Kelenner a écrit :
Ce ne sont sûrement pas ces mesures qui régleront quoi que ce soit au problème. Déjà je ne vois strictement aucun rapport entre les étrangers illégaux, le droit du sol, les doubles nationalités et le terrorisme. D'autre part, empêcher le retour des djihadistes c'est certes louable, mais concrètement c'est très compliqué si les types sont français. Supprimer la double nationalité compliquerait encore le problème : le droit international interdit de créer des apatrides (ce qui rend vide de sens la proposition déjà pas bien utile de "déchéance de nationalité"...), on serait donc obligé de les reprendre. Je passe sur le rétablissement de la peine de mort (pour les trafiquants de drogue, vraiment ? Y compris le type qui vend 3 barrettes de shit en bas de sa tour ? :roll: ) et la politique ("énergique", bien entendu... à coups de pompes dans le cul sûrement ?) d'expulsion des étrangers, vieilles lubies sans queue ni tête de l'extrême droite. On est à mille lieues des vraies solutions là.

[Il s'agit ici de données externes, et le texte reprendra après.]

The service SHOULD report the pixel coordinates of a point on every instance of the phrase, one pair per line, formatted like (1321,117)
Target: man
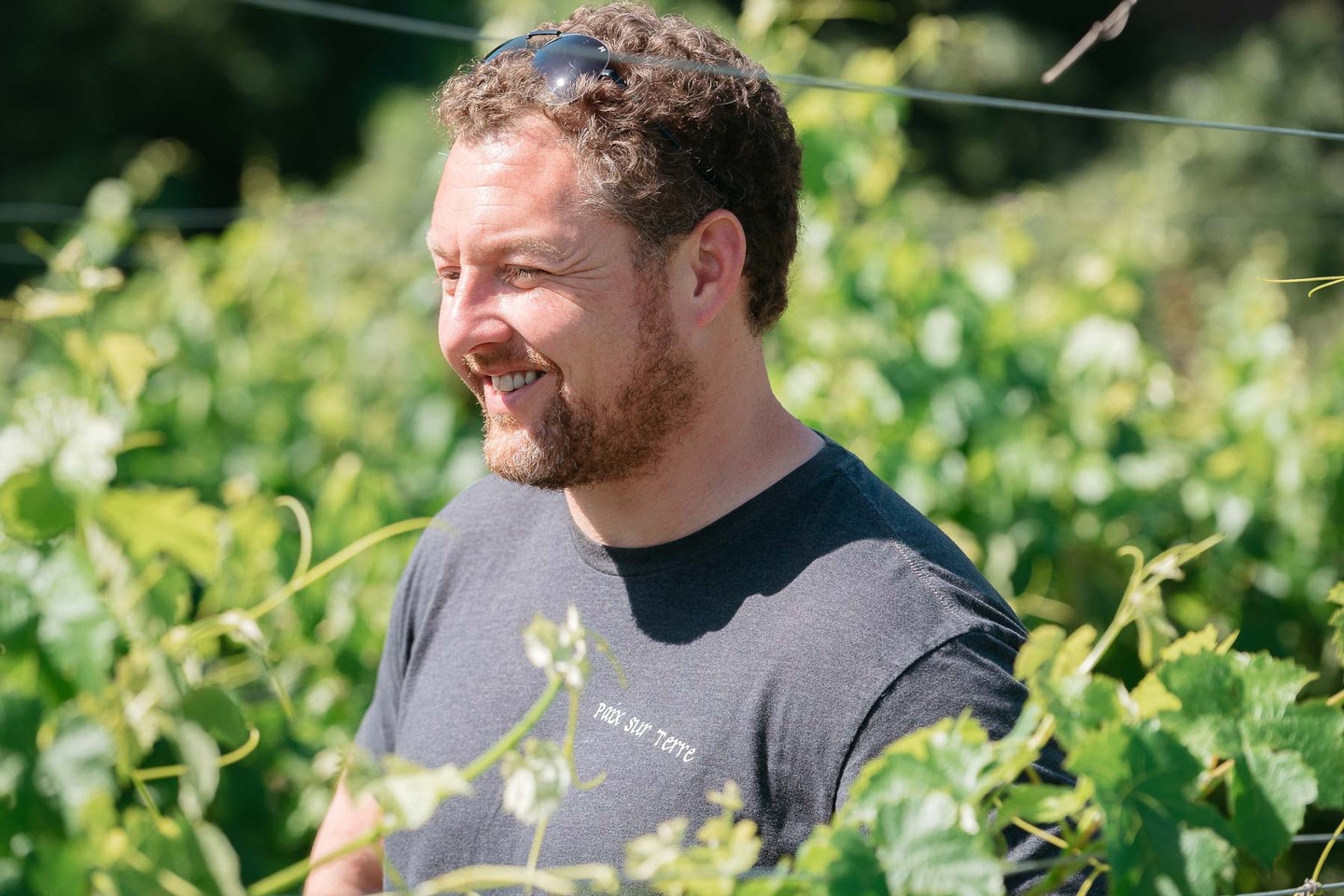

Tu peux critiquer mes propositions pour des raisons juridiquo droits de lhommistes, ou pour des raisons politiques, parce qu'elles déplairaient à une part importante de l'électorat de gauche issue de cette immigration.
Par contre, je te réfute le droit de les critiquer sur leur efficacité.
As-tu au moins étudié le parcours des 3 terroristes ? Parents maliens et algériens. (fratrie de 7 et 10 enfants) Avec mes propositions de bon sens, ils n'auraient pas eu la nationalité française. Suite à leur parcours de délinquants, ils auraient été expulsés. Ayant été expulsés suite à leur première incarcération, ils n'auraient pas été contaminés en prison par des islamistes.
Donc je veux bien que mes propositions ne plaisent pas à un grand esprit humaniste comme toi, (

) pour des raisons de pure idéologie gauchisante, boboïste, post soixantehuitarde. Mais s'il te plaît, ne parle pas de vraies solutions. L'idéologie de l'excuse permanente que tu défends, nous a conduit la où nous en sommes. Il y a un moment où les gens comme toi doivent avoir l'honnêteté de dire qu'ils se sont plantés, qu'ils se sont trompés.
En politique, ce qu'il y a de plus difficile à apprécier et à comprendre c'est ce qui se passe sous nos yeux.